シルフィは……そう、橘さんに……確か鑑定と言っていた、そうだ間違いない。

となると、なぜこの部屋に鍵が掛かっているのかだが……。
俺を閉じ込める理由なんてないはずだし、待てよ?

シルフィと俺を引き離したかったのか⁉
でもどうして?

その時、あっけなく部屋の扉が開く。

「え……」
「おや、お目覚めでしたか」

穏やかな笑みを浮かべた橘さんだったが、困惑する俺を見て、
「どうされましたか? お顔の色が優れませんが……」と、心配そうに眉根を寄せる。
「あ、いえ……シルフィは?」
「はい、シルフィ様は九石と漂流物の鑑定をされています、かなり時間が掛かりそうだと森田様にお伝えするよう言付かっております、後、こちらは防犯上のため就寝中はお預かりさせていただいておりました」

橘さんが綺麗な布に包んだ俺のスマホを取り出した。

「あ、俺の……」
「申し訳ございません。ただ、かなりお疲れだった様子ですので……事後報告とさせていただきました」
「そうですか、わかりました」
「シルフィ様からは先に家にお送りするよう言われておりまして……」
「シルフィが?」

そんなはずは無いと思うが……。
それに何で部屋に鍵なんかしてたんだろう。

「ちょっと待ってください、なぜ部屋に鍵を?」
「ああ、それも防犯上のためです。ご覧の通り当家は部屋数だけでも50以上ございますから、中々目が行き届きません。

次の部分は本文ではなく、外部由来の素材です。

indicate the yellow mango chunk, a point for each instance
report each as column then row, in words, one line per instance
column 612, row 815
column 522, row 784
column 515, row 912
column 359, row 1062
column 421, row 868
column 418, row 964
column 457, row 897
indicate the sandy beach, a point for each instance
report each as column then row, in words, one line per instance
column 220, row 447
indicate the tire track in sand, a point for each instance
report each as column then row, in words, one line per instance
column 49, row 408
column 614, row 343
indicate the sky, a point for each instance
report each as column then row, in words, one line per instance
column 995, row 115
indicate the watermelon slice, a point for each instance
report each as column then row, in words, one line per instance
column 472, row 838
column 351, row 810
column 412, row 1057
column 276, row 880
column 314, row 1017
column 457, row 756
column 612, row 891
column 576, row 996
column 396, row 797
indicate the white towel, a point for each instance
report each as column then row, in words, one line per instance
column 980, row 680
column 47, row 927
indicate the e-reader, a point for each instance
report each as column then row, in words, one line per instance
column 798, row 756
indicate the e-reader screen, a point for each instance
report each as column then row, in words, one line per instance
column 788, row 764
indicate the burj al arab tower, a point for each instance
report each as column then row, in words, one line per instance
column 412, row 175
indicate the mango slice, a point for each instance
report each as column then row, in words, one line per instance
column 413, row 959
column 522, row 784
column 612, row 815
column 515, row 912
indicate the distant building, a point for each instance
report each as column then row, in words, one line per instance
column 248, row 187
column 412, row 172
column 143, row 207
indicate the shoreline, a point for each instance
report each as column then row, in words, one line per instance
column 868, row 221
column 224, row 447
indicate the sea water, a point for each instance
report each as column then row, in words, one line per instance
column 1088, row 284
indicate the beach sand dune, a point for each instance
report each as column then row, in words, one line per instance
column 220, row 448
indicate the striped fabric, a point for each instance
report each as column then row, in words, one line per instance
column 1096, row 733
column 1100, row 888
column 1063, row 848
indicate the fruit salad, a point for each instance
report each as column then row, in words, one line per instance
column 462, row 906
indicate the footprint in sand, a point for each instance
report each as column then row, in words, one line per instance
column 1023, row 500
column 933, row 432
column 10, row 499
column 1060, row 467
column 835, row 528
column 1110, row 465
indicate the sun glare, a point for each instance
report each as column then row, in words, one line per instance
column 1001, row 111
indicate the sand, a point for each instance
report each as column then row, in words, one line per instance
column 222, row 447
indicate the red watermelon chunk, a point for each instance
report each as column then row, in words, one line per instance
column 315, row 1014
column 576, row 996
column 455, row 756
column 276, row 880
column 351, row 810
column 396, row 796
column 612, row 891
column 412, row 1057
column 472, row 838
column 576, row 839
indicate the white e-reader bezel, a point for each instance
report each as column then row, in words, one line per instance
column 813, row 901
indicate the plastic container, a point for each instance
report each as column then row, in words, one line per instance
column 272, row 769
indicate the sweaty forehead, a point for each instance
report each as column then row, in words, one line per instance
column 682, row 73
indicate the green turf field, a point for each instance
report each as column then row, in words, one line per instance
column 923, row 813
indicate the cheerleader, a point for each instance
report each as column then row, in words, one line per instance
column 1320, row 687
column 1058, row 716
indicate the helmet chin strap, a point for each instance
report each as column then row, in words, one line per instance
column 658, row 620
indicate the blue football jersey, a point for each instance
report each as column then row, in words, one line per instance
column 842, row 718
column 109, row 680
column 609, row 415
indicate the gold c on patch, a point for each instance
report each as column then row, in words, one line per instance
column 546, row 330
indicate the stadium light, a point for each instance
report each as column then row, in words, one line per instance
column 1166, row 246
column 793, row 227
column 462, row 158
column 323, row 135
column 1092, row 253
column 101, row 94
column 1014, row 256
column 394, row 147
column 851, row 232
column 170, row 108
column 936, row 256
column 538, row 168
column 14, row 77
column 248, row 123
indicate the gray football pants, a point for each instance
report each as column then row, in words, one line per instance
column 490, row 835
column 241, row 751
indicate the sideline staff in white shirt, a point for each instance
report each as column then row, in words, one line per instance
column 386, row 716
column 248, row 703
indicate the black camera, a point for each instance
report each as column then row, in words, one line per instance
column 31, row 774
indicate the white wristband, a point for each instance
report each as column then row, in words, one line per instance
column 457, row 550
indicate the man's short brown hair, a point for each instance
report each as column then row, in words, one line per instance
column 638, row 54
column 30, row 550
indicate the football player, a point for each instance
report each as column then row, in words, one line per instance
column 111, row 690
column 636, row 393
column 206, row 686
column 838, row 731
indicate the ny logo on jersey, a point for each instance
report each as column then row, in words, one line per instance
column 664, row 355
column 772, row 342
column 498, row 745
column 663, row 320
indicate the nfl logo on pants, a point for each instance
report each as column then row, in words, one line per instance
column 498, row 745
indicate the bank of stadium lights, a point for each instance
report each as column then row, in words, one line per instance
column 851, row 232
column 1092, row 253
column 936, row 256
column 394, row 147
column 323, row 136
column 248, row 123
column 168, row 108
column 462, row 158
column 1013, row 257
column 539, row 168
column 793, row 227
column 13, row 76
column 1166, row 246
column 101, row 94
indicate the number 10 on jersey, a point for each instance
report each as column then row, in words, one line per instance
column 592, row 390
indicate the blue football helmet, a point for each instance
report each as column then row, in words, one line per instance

万が一、何者かが侵入した場合、お客様に危害があってはいけませんので施錠をさせていただきました、ご無礼をお許し下さい」

深々と頭を下げる橘さん。
すごく丁寧できちんと説明もしてくれる。
だが、漠然と感じていた違和感は残ったままだった。

「ああ、言い忘れておりました! それとシルフィ様の知人でいらっしゃる棃様という方がお迎えに来ていらっしゃいます」
「え⁉ 理子が⁉」
「ええ、表のお車でお待ちになっておられます」

そうか、理子が来たなら何も問題はないな。
良かったぁ……どうなることかと。

「わかりました、じゃあシルフィには早くしろって言っておいて下さい」

俺は冗談っぽく言って、理子の待つ車に向かった。